March 8, 2016 9:49 AM

The city of Lloydminster is working on a new Taxi and Vehicle for HIre bylaw that will address the possibility of an Uber-style ride for hire service starting up in the city.

Alberta Transportation’s plan for stricter regulations for insurance, licensing and background checks for Uber-style ride-for-hire services will help Lloydminster tweak its Taxi and Vehicle for Hire Bylaw.
Lloydminster’s taxi bylaw from 1976 is being updated to reflect changes in technology and concerns for passenger and driver safety in the taxi and ride-for-hire service models.
“That’s what it’s trying to achieve and provide safe and secure transportation to the residents,” said Doug Rodwell, general manager of public safety for the city of Lloydminster.
“I think the new bylaw provides the opportunity for a leveller playing field and better enforcement.”
Rodwell gives a thumbs up to Alberta’s plan to create an interim insurance product by July 1 to cover Uber drivers and their fares.
All ride-for-hire drivers in the province will continue to require a Class 4 licence or better and all ride-for-hire drivers must undergo a police background check.
“What I am am pulling from the government is that they are dealing with public safety as well,” said Rodwell.
Lloydminster’s new bylaw will also have the regulatory teeth to deal with a possible Uber-style ride-for-hire service in our city to compete with the six existing commercial taxi companies.
“Once they came to town and started offering that service, we’d have to look at how that impacts our residents and if we need to regulate more, or if the regulations that are put in place are fine,” said Rodwell.
“Yes, the bylaw would be set to deal with it at a high level to start with.”
Edmonton’s new bylaw that came into effect last Tuesday restricts private transportation providers to accepting fares pre-arranged through a mobile App or a dispatcher.
Rodwell said he doesn’t think any app-based ride-for-hire services would come to Lloydminster in the near future given their urban-based business models.
“The cost associated with making money is set to their model,” he said.

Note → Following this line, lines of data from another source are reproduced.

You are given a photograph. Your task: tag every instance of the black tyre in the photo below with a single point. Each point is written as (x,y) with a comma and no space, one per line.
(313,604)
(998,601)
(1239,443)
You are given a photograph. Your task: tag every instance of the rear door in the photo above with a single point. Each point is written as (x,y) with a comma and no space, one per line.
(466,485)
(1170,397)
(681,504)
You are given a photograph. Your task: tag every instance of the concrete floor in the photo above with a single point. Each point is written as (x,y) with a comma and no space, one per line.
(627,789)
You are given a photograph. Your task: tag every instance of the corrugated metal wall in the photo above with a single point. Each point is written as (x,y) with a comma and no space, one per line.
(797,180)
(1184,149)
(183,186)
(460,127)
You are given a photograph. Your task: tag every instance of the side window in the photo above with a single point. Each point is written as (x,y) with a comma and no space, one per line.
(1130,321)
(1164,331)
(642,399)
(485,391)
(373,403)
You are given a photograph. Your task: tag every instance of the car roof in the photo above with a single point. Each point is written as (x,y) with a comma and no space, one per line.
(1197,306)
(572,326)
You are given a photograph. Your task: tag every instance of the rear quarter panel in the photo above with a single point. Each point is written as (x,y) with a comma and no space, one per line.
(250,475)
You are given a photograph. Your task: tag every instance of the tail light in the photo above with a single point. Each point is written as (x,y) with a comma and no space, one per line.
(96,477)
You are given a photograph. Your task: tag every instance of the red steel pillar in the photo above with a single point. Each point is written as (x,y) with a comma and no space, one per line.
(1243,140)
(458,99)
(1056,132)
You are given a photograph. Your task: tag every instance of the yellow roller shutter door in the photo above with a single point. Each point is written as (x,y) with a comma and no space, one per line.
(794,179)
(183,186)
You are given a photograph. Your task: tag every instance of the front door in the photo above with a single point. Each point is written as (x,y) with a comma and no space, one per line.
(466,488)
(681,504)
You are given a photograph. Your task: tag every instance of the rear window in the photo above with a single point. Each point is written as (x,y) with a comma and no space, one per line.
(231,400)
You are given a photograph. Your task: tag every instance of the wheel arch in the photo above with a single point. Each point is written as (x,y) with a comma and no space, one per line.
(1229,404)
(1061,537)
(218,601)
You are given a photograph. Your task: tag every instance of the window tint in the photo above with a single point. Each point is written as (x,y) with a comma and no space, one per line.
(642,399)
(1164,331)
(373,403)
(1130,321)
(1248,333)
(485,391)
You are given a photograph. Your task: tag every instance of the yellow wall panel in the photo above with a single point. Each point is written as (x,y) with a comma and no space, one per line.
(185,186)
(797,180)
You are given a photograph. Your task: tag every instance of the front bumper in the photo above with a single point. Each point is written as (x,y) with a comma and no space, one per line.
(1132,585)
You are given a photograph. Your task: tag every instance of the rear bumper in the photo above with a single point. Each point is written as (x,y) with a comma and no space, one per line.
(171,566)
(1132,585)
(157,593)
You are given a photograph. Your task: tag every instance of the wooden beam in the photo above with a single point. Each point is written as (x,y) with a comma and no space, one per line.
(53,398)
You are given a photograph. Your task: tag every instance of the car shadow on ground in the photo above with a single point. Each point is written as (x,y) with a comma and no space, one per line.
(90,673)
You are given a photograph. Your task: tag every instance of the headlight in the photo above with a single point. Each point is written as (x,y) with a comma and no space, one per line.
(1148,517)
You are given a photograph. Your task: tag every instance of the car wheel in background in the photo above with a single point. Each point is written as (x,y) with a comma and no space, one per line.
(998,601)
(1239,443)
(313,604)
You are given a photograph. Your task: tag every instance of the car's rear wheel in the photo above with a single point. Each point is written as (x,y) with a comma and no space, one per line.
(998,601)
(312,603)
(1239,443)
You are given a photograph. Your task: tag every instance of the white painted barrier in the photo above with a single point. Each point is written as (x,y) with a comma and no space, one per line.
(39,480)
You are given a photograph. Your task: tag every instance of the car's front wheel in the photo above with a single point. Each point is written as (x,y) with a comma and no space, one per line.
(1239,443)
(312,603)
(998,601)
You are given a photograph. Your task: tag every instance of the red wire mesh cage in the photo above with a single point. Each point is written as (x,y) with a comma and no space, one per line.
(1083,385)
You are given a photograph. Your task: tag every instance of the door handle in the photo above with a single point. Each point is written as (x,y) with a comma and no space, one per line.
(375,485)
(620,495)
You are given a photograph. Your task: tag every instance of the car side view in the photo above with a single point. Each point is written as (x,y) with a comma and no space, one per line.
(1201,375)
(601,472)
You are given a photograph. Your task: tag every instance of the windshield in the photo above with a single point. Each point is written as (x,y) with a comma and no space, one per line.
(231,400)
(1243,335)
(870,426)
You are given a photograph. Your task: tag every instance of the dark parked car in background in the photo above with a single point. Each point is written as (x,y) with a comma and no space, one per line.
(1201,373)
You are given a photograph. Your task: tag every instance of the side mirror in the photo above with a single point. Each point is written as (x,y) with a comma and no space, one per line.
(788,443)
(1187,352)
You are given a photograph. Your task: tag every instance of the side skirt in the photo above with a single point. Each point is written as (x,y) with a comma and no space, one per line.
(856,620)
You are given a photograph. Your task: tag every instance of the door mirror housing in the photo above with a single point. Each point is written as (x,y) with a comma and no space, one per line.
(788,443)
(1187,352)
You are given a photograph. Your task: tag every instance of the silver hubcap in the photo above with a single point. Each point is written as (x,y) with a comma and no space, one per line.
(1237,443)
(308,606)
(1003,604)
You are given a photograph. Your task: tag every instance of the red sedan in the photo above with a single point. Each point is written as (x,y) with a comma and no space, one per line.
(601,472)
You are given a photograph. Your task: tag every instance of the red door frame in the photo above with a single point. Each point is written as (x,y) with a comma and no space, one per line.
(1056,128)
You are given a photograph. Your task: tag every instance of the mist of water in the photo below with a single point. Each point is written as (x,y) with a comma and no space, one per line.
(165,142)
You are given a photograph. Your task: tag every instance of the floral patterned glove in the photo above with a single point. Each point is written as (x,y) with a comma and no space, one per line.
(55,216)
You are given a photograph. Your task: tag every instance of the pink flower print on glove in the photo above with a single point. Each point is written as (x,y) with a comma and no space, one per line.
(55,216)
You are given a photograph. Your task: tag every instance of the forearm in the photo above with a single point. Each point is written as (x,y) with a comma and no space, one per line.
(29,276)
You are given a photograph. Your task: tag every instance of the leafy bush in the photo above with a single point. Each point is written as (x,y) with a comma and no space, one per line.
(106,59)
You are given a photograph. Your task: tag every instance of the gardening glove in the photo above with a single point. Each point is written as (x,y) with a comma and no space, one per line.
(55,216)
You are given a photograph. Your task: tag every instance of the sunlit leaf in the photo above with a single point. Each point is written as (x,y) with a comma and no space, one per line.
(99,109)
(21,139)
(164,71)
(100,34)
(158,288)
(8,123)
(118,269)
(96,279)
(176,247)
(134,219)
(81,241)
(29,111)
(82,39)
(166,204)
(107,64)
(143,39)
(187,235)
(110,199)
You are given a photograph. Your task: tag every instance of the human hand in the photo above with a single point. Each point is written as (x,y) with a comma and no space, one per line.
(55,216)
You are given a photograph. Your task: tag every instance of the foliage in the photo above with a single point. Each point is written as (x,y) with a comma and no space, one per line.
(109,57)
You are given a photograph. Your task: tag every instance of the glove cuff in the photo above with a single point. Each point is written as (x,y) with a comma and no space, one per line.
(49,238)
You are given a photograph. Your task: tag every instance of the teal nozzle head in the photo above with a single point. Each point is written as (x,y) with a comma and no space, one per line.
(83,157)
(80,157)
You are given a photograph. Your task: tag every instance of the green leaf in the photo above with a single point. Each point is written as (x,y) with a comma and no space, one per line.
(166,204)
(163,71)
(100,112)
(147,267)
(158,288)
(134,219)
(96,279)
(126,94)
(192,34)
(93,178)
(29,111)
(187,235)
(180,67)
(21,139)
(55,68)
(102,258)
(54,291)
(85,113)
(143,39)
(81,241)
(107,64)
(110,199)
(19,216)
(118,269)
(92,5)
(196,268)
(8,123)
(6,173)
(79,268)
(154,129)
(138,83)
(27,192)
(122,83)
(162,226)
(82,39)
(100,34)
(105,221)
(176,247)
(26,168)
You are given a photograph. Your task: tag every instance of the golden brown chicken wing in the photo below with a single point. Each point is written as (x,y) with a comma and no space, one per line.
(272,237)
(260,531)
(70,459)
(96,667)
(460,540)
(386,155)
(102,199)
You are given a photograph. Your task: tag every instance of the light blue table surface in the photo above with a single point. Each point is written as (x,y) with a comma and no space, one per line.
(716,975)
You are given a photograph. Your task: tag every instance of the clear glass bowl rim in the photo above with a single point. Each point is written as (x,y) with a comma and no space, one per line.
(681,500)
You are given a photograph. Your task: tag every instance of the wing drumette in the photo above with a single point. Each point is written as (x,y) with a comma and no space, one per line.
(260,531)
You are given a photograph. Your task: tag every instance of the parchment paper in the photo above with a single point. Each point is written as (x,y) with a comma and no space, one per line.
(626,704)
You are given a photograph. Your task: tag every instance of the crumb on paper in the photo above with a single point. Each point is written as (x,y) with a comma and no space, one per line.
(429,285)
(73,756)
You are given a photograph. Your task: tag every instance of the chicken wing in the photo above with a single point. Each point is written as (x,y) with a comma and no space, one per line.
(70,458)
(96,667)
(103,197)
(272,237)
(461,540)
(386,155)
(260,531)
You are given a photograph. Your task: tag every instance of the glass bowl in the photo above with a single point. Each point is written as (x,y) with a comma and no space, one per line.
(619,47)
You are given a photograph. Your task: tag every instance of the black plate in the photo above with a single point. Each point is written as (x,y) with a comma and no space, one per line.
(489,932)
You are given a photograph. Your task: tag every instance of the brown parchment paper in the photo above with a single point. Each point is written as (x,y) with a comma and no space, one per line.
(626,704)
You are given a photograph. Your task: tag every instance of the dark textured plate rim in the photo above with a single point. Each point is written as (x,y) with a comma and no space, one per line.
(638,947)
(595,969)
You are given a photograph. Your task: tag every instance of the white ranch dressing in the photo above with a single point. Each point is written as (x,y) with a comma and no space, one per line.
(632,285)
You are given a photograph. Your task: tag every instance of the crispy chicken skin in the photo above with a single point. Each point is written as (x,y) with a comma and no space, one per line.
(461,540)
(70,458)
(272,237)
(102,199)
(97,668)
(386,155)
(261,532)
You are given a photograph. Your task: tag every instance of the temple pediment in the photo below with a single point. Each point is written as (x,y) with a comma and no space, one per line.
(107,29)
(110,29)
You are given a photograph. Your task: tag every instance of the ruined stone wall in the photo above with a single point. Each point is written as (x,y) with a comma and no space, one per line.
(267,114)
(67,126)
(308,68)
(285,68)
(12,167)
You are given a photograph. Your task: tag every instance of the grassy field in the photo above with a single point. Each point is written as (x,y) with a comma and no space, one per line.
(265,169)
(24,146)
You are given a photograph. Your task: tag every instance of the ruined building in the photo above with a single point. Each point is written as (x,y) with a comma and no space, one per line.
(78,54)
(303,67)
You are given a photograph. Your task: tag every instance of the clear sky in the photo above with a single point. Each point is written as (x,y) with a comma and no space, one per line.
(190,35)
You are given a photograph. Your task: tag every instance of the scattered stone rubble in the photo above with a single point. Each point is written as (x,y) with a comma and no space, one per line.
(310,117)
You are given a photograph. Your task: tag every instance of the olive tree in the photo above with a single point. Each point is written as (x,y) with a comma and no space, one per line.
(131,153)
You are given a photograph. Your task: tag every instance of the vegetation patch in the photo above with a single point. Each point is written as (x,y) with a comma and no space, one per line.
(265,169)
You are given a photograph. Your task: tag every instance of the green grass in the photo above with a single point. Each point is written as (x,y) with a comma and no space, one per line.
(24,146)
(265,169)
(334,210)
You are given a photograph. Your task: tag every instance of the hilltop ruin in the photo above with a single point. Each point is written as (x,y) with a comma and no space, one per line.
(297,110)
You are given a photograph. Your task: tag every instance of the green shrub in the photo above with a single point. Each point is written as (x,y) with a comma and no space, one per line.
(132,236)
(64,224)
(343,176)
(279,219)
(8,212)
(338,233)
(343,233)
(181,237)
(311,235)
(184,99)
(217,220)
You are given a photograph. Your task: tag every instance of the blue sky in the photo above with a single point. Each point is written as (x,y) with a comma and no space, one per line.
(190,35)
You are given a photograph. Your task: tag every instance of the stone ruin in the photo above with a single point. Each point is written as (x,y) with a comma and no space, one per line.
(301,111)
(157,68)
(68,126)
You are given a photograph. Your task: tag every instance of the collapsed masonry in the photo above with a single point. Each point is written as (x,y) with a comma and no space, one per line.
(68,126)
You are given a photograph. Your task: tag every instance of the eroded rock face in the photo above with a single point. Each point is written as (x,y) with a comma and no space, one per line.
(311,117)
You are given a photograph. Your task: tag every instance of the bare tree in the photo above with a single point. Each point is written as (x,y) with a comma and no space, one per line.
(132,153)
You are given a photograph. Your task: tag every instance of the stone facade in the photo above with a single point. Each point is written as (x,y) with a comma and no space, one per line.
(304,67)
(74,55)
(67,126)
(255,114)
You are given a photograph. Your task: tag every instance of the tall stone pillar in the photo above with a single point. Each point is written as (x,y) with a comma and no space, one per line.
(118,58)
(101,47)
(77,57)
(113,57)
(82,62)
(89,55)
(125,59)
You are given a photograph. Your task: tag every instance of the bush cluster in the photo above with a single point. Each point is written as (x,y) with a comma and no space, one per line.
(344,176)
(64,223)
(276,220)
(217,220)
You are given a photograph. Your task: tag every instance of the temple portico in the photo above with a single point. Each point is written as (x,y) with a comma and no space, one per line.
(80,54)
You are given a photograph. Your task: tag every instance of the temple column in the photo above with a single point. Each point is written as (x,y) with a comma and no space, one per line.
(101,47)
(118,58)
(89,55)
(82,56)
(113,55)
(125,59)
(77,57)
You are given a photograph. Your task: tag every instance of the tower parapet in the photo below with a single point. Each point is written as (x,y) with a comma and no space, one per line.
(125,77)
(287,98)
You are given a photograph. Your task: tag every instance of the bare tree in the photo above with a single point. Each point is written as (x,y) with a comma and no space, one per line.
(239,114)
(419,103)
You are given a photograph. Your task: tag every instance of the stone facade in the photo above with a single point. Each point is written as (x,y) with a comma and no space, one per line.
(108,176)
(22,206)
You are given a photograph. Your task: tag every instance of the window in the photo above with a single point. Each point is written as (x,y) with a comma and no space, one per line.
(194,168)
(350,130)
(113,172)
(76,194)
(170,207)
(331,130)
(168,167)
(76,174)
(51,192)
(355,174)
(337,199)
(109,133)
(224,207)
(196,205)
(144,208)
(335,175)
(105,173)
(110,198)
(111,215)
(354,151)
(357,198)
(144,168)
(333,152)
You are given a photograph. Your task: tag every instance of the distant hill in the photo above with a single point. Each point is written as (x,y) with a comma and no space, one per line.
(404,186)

He said he thinks it will be interesting to see how the new provincial guidelines for insurance, licensing and background checks announced on Feb. 29 will affect their model.
Prior to Alberta Transportation’s plan to ensure a level regulatory playing field in areas of provincial jurisdiction, vehicle-for-hire startups only needed a car and a Class 5 licence business.
“Now it puts some overhead to it,“said Rodwell.
Lloydminster’s bylaw will include some proposed regulatory amendments such as permits, inspections, licences and regulation of taxis and vehicles for hire, and fares and tariffs.
“We worked with the owners and the drivers as well as the public to fashion something that I think will fit the industry as well as the public need,” said Rodwell.
“I think it’s been more of a collaborative effort.”
There will also be changes to duties of drivers and taxi brokers, taxi identification and records keeping.
The proposed amendments will also reflect upcoming digital requirements of the industry and the different dispatch models used today.
“Once we have our legal team look at it,then we’ll be prepared to take it to council,” said Rodwell
“I am hoping sooner rather than later.”
Rodwell was on hand during the city’s Your Voice forum in late February to aswer questions and encourage feedback from the public on the proposed bylaw.
He said a few people thought the city still had some work to do to meet customer needs.
“It is a competitive industry,” said Rodwell.
“The perception is that it could be better and I think we all agree with that, even the industry does,” he said.